The Chronic Care Coordination team wasn’t always the high-performing group that it is today. As one of the first teams in the Colorado region, UBT members didn’t have a blueprint for success or the benefit of other teams’ experience and successful practices. Initially, team members were not invested in working as a unit-based team. They struggled with decision making, geographical issues and how to apply LMP principles to their work. 

Working in the team was like “trying to herd cats,” says Helene Inglethron, nurse manager and co-lead. “We had input but couldn’t make a decision.” 

The team members agreed to restructure the UBT into a representative model. Team members re-wrote their charter and repeated their training in the Rapid Improvement Model (RIM).

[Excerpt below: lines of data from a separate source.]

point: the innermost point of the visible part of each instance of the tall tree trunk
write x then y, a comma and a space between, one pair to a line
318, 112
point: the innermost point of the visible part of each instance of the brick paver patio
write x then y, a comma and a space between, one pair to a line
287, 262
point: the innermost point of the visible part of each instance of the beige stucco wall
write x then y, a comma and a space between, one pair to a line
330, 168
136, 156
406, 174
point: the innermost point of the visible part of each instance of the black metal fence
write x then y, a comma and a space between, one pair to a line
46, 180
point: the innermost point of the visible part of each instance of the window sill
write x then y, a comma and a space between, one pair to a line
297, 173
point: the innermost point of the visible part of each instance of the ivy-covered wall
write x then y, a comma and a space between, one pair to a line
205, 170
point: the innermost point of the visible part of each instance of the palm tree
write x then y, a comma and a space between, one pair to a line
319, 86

They now meet regularly and are applying the tools they have obtained. 

“This project changed the UBT to the working body it is today,” says co-lead Kruse. 

What’s next 

The team plans to expand its program to all COPD patients—not just those presenting with respiratory issues—who go to the emergency department. It hopes to expand the program to other vulnerable patient populations.

“The objective is to offer interventions before a member's condition progresses,” says UBT member Meg Tannehill, RN, member of UFCW Local 7.  “It's the classic Kaiser philosophy of prevention of events versus the more traditional mode of reaction after events.”